Example: Company A acquires Company C for £150,000. The fair value of net assets is £190,000.

Negative goodwill = £150,000 - £190,000 = (£40,000)

AccountDebit (£)Credit (£)
Net assets acquired190,000
Bank150,000
Negative goodwill (income)40,000

Goodwill on the Balance Sheet

Goodwill is presented as the first item within intangible fixed assets on the balance sheet :

Intangible fixed assetsCost (£)Amortisation (£)Net Book Value (£)
Goodwill220,000(66,000)154,000
Other intangibles30,000(10,000)20,000
Total250,000(76,000)174,000

The notes to the accounts must disclose:

  • The useful life adopted for amortisation and the reasons for that estimate
  • The amortisation method used
  • The carrying amount at the beginning and end of the period
  • Any impairment losses recognised during the period

Goodwill and Corporation Tax

For corporation tax purposes, HMRC treats goodwill acquired on or after 1 April 2002 as a fixed-rate intangible asset within the intangible fixed assets regime (Part 8 of the Corporation Tax Act 2009). The accounting amortisation charge is generally allowable as a tax deduction, provided the acquisition is from an unrelated party.

Key points:

  • Amortisation of goodwill acquired from unconnected parties is tax-deductible
  • Goodwill acquired from connected parties after 1 April 2019 is not eligible for tax relief through amortisation
  • If goodwill is not amortised in the accounts (e.g., under IFRS), the company can elect a fixed rate of 6.5% per annum on a reducing-balance basis

Capital Gains on Disposal

If a business disposes of goodwill (for example, by selling a trade), any gain or loss is computed under the intangible fixed assets rules for post-April 2002 goodwill, or under capital gains rules for pre-April 2002 goodwill.

Goodwill and Business Valuations

Goodwill is often the most significant and subjective element in a business valuation.

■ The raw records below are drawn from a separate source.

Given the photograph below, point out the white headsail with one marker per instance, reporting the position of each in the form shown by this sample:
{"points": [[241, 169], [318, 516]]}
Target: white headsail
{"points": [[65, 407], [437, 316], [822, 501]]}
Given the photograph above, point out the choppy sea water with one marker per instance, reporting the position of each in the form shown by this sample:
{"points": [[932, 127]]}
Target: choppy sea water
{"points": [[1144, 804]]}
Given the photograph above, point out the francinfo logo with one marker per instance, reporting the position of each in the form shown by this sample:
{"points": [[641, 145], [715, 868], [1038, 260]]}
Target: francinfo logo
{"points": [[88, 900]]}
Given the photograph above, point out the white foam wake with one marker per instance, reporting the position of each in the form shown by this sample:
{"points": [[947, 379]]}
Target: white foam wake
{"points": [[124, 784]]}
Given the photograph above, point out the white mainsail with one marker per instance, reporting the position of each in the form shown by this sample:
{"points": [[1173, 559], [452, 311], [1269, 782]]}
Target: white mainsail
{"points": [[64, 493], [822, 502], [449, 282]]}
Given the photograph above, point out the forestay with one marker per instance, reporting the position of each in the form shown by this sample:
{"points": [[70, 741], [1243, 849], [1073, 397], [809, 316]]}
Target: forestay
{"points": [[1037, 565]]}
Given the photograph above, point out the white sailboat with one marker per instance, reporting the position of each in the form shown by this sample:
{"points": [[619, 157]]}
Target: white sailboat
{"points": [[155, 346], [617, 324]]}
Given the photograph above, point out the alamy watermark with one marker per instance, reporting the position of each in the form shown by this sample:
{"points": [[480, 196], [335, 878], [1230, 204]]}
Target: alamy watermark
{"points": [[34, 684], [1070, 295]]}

Common approaches to valuing a business (and implicitly its goodwill) include:

MethodDescription
Earnings multipleApply a multiple to maintainable earnings (e.g., 5x EBITDA)
Discounted cash flowPresent value of expected future cash flows
Asset-basedFair value of net assets plus estimated goodwill
Comparable transactionsBased on prices paid for similar businesses

The premium above net asset value in any of these methods effectively represents the goodwill value the buyer is willing to pay.

Goodwill and Equity

Goodwill amortisation and impairment charges reduce reported profits and therefore reduce equity (retained earnings) on the balance sheet over time. A large goodwill write-down can significantly impact a company’s net asset position and key financial ratios such as return on equity and debt-to-equity.

When assessing a company’s financial strength, analysts often look at tangible net assets (total equity minus intangible assets including goodwill) for a more conservative view of the company’s asset backing.

Due Diligence and Goodwill Risk

Before an acquisition, the buyer should perform thorough due diligence to understand what the goodwill payment is buying. Areas of particular focus include:

  • Customer concentration: Is revenue heavily dependent on a few customers?
  • Key person risk: Will the business perform without its founders or key staff?
  • Contract security: Are customer and supplier contracts transferable?
  • Market trends: Is the market growing, stable, or declining?
  • Regulatory risk: Are there pending regulatory changes that could affect the business?

Overpaying for goodwill, because of inadequate due diligence, leads to future impairment charges that erode shareholder value.